Oh, the howls of the financially wounded. The oncologists and urologists, the main beneficiaries of the PSA scam, attacked the panel with vigor. They only care about Science when it is in their financial favor.
The average person is not in a position to argue knowledgeably with their physician about whether they really need a blood pressure or cholesterol pill. Half the American population does not believe in evolution. They don't believe the human body has evolved to optimize its own health and longevity. Sadly, the other half tends to believe in anything presented as science uncritically. In theory they know there is good science and bad science, but in reality they have to rely on their doctors.

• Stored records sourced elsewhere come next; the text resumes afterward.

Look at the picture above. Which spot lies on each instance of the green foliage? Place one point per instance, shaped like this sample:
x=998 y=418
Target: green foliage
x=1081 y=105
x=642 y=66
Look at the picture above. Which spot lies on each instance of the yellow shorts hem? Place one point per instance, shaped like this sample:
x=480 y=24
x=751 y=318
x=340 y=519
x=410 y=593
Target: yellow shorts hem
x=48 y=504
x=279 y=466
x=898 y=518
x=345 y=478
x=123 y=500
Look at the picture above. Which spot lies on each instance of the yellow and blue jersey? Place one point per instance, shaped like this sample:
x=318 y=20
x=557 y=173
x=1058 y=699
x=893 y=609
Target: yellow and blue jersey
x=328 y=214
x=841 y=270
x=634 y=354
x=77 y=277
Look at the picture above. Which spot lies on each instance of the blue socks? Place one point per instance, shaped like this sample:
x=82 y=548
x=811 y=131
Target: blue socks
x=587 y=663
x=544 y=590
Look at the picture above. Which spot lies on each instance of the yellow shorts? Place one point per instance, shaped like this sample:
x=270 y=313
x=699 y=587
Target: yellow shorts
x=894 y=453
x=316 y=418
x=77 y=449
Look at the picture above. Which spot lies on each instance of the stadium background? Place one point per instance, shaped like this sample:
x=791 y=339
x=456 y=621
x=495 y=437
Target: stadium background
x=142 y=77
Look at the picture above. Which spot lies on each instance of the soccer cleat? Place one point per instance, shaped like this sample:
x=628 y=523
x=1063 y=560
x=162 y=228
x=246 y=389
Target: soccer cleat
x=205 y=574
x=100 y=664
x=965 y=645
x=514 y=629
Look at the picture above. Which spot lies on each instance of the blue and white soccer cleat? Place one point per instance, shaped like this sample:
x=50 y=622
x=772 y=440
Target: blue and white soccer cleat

We need to rethink medicine from the ground up. We need to ask ourselves how it fits into our other values. Do we let children live in poverty, or underfund our public schools or other important public while paying vast sums for cancer therapies for the over-80 set that, at best, extend miserable lives for a few weeks?
We have evolved a culture that has made us a nation of pill-popping hypochondriacs. Part of this is because costs are masked: for most people, someone else is paying the bill.

I am not against wonder drugs. I am not against necessary surgeries, or preventative medicine that really prevents disease. I want a science-based health system that takes into account economic realities. That is what we need, not what we have.